Drei Millionen Umsatz
„Welches Potential da ist, zeigen die jährlich bis zu 450.000 Personen, die sich am Stilfserjoch bewegen“, betonte Kurt Sagmeister. Mit dem Erlebnisraum wolle man keineswegs noch mehr Verkehr erzeugen, sondern vielmehr „eine gute Auslastung über die gesamte Saison“ anstreben. Noch mehr Besucher an Spitzentagen seien hingegen nicht gewünscht. „Durch das Einheben einer Eintrittsgebühr könnte ohne zusätzliches bzw. mit weniger Verkehrs-
aufkommen ein Umsatz von 2,5 bis 3 Millionen Euro generiert werden“, rechnete Sagmeister vor. Der Umsatz könne ausgegeben werden für Produktentwicklung, Marketing, Personalkosten sowie Betriebskosten. Der ganze Vinschgau könne davon profitieren, freute sich Sagmeister. „Und nicht zuletzt geht es um viele Arbeitsplätze“, lobte der Prader Bürgermeister Karl Bernhart. Er selbst zeigte sich vom Projekt begeistert. „Die Stilfserjochstraße prägt uns Prader und die Stilfser seit jeher“, waren sich Bernhart und der Stilfser Bürgermeister Hartwig Tschenett einig. Der Prader Gemeindereferent und Event-Organisator Gerald Burger sprach über die möglichen Veranstaltungen entlang der Passstraße. Mit dem Stilfserjoch/Stelvio Marathon habe man im heurigen Sommer erstmals erfolgreich einen Berglauf hinauf auf die Passhöhe organisiert. Ein Erlebnisraum biete Potential für viele weitere Höhepunkte.
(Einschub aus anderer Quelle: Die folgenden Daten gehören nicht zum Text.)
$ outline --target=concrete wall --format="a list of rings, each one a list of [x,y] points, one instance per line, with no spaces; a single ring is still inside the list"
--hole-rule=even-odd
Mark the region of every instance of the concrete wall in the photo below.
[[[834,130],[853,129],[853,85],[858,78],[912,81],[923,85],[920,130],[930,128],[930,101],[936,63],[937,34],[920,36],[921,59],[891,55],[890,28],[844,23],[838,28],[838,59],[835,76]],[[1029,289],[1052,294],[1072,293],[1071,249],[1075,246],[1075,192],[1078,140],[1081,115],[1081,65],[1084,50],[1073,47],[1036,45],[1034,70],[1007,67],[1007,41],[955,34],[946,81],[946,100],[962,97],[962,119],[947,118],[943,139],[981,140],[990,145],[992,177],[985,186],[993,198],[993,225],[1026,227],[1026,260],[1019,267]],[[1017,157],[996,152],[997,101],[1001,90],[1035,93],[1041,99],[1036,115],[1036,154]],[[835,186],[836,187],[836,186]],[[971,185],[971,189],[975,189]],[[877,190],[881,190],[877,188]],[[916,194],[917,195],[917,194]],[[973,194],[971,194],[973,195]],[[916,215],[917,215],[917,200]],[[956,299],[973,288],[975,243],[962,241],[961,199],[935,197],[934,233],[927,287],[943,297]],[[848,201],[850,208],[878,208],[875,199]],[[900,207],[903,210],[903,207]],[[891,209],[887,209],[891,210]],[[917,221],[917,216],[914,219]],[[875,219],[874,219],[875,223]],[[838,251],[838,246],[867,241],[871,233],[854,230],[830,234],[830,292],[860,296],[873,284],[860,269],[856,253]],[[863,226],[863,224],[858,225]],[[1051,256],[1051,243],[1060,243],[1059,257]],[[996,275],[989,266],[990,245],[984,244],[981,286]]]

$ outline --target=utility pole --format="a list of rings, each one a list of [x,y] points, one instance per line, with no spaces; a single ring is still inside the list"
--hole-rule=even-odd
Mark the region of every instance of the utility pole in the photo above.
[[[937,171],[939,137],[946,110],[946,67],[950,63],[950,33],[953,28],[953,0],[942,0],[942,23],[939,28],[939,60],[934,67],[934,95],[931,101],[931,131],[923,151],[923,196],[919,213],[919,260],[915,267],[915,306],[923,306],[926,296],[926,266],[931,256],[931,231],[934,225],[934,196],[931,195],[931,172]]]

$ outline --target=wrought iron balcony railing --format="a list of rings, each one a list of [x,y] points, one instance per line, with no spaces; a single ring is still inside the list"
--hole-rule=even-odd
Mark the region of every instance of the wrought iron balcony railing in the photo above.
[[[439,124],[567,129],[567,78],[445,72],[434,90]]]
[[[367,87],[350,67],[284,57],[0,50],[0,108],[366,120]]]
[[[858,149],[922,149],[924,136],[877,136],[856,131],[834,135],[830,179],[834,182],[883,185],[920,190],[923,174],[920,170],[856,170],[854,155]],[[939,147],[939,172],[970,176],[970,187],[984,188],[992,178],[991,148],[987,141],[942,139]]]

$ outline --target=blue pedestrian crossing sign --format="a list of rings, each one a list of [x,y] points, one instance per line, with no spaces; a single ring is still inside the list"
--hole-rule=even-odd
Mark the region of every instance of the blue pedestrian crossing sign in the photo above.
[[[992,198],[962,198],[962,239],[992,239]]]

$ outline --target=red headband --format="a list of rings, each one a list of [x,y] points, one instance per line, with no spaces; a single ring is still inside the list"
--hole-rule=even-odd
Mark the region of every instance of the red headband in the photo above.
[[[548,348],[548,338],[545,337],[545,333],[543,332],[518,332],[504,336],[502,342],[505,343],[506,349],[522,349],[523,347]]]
2019 hinein in die Erlebniswelt?
Bereits im Frühjahr 2018 wolle man eine GmbH für den Erlebnisraum Stilfserjoch gründen. Dann könnte alles schnell gehen und die Pläne verwirklicht werden. Schon 2019 könnten die Besucher in die Erlebniswelt eintauchen. Die Voraussetzung dafür dürfte dann eine Art Vignette sein, die für eine Gebühr erhältlich ist. Dafür soll den Gästen auch jede Menge geboten bekommen. Ängste der Einheimischen, dass der Verkehr noch unerträglicher werde, konnten in der Podiumsdiskussion zu einem großen Teil aus dem Weg geräumt werden. „Ich bin mit einem mulmigen Gefühl gekommen und gehe sehr zuversichtlich“, brachte es ein Besucher auf den Punkt.